At 6.30pm that day, a military boat arrived at the beach. A video shot by villagers and seen by the South China Morning Post shows the Rohingya craft being towed close to shore by a vessel with the hull designation TOR214 - listed as a Thai Navy fast patrol boat.
"The villagers told us not to worry. We were told that they were just going to transfer us safely to the mainland," Rerfik said. But at 5.30am the next day, as the military attempted to put some Rohingya on board their original vessel and about 20 into a smaller one lying nearby offshore, the shooting broke out.
"We all heard the gunshots,'' said a local woman who had been waiting by the pier. "A little bit later, a fisherman pulled Rerfik from the water. During the day, the others were found and rescued."
Two bodies with gunshot wounds were pulled from the water and buried, with fishermen telling villagers they had seen more bodies in the water. As many as 15 people may have died.
The residents of the village north of Phuket are now sheltering the four survivors, as well as a fifth Rohingya who arrived on an earlier boat. Soldiers descended on the village and searched the area for two days after the incident, but the survivors were kept hidden.
The fate of the other 100-plus Rohingya is not known, after they were towed away by the military vessel. The Thai military has previously been accused of co-operating with people smugglers by handing over to them boatpeople who are then sold as bonded labourers.

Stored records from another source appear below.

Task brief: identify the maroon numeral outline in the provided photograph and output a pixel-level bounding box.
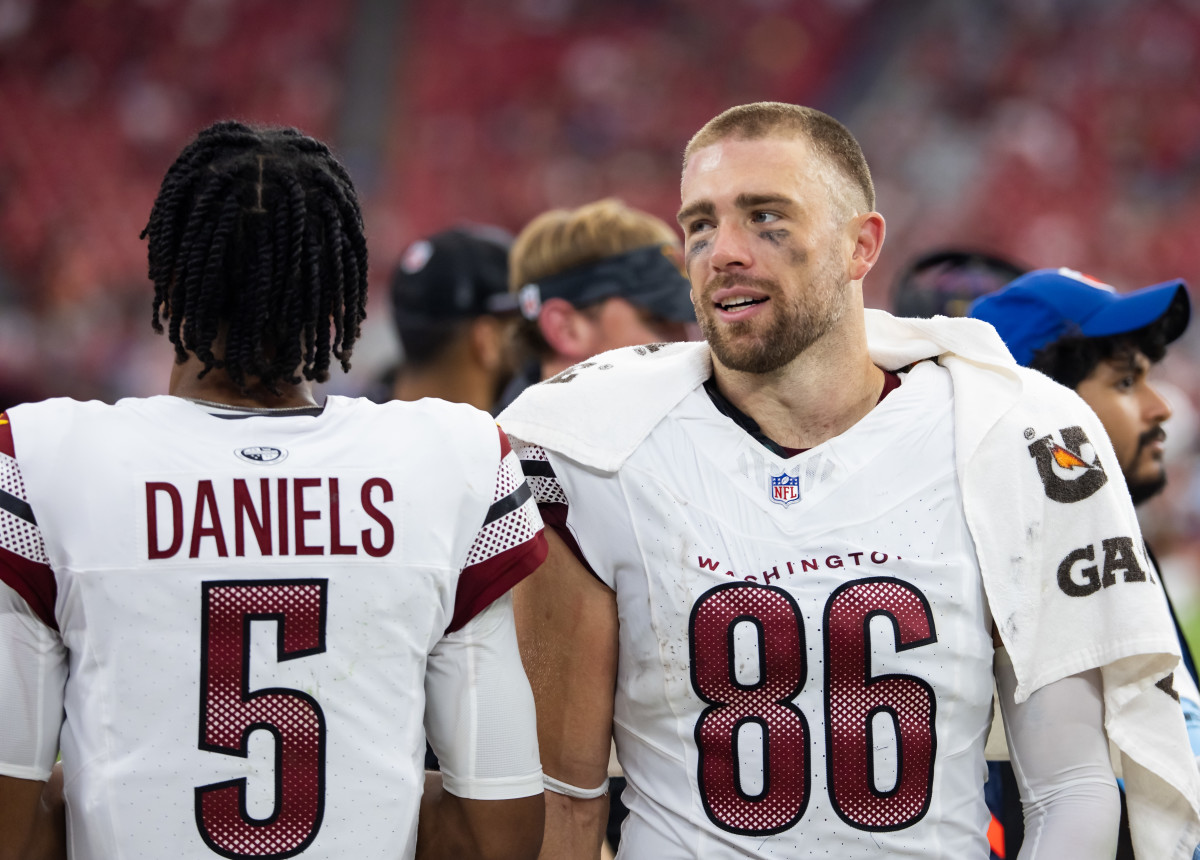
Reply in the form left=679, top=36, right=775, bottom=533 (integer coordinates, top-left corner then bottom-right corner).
left=196, top=579, right=329, bottom=860
left=688, top=577, right=937, bottom=836
left=688, top=583, right=811, bottom=836
left=824, top=577, right=937, bottom=832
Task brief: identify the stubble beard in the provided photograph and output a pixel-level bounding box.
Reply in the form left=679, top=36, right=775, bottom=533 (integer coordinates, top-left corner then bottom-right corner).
left=696, top=260, right=846, bottom=374
left=1126, top=426, right=1166, bottom=506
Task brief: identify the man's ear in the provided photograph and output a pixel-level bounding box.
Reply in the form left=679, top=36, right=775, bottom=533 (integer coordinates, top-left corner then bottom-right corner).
left=469, top=315, right=508, bottom=372
left=538, top=299, right=595, bottom=365
left=850, top=212, right=887, bottom=281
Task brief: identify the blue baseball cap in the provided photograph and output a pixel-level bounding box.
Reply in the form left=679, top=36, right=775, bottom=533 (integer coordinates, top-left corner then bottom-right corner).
left=967, top=269, right=1192, bottom=366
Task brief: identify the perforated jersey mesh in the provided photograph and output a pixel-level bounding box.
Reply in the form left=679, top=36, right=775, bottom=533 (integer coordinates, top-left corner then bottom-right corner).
left=509, top=437, right=566, bottom=505
left=464, top=452, right=541, bottom=567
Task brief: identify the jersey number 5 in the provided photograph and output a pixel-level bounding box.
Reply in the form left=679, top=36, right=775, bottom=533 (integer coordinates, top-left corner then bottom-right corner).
left=196, top=579, right=329, bottom=858
left=689, top=577, right=937, bottom=836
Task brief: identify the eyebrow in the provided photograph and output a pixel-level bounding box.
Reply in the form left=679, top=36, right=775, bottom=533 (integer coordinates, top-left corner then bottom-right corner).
left=733, top=194, right=792, bottom=209
left=1108, top=349, right=1153, bottom=373
left=676, top=193, right=793, bottom=224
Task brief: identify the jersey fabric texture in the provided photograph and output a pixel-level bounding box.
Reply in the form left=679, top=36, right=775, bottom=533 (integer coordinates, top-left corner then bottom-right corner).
left=516, top=362, right=992, bottom=859
left=0, top=397, right=546, bottom=860
left=500, top=311, right=1200, bottom=859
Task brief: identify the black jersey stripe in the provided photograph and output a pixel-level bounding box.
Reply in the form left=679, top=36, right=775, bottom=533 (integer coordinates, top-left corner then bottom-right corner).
left=484, top=481, right=533, bottom=525
left=0, top=489, right=37, bottom=525
left=521, top=459, right=558, bottom=477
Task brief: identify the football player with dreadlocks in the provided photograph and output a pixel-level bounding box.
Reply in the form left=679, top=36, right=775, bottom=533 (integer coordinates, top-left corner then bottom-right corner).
left=0, top=122, right=546, bottom=860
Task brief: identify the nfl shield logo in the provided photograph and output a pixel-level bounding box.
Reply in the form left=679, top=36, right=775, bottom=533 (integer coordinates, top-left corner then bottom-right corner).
left=770, top=474, right=800, bottom=507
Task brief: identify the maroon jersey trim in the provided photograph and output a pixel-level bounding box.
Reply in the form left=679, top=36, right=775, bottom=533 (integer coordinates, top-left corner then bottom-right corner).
left=0, top=547, right=59, bottom=630
left=446, top=531, right=550, bottom=633
left=0, top=413, right=59, bottom=630
left=538, top=501, right=607, bottom=588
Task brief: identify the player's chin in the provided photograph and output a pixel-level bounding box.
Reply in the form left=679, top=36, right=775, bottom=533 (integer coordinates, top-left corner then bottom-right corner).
left=1126, top=463, right=1166, bottom=505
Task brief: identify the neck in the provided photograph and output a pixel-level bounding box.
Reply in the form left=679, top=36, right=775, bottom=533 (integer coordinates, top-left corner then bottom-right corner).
left=713, top=314, right=883, bottom=449
left=541, top=355, right=584, bottom=379
left=167, top=356, right=317, bottom=409
left=391, top=365, right=497, bottom=411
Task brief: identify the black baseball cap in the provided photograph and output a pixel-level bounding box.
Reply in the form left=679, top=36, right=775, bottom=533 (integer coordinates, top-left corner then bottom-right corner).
left=892, top=248, right=1028, bottom=319
left=517, top=245, right=696, bottom=323
left=391, top=225, right=517, bottom=321
left=971, top=269, right=1192, bottom=366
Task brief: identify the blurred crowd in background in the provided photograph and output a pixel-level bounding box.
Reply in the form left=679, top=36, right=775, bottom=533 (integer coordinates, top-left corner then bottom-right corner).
left=0, top=0, right=1200, bottom=646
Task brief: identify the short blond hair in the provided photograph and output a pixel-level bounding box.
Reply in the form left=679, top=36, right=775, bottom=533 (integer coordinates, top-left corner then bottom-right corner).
left=683, top=102, right=875, bottom=210
left=509, top=197, right=679, bottom=290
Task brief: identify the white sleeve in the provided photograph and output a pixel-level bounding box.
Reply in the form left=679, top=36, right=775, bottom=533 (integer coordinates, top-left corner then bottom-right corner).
left=425, top=593, right=542, bottom=800
left=995, top=648, right=1121, bottom=860
left=0, top=582, right=67, bottom=781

Habumara said: "Most of us were hoping to reach Malaysia, but my aim is to go on from there to Australia. We are not sure what will happen to us now."
Thailand has been swamped this winter by Rohingya, who are fleeing persecution and deprivation in their native Myanmar and border areas in Bangladesh. Thousands have set sail to escape a recent outbreak of violence targeting their communities.
Because the Rohingya are not recognised as citizens by Myanmar, they cannot be legally deported there. Hundreds have been languishing in detention for years in Thailand, which does not allow the United Nations access to them so they can be assessed for refugee status.
In 2009, ISOC was revealed to have secretly adopted a policy of towing Rohingya out to sea in powerless boats and casting them adrift. Hundreds died as a result and the policy was disavowed by then-prime minister Abhisit Vejjajiva.
Since then, the Thai military has adopted a policy of "helping on" Rohingya boats that are intercepted at sea, supplying them with food, water and fuel on condition that they do not come ashore in Thailand.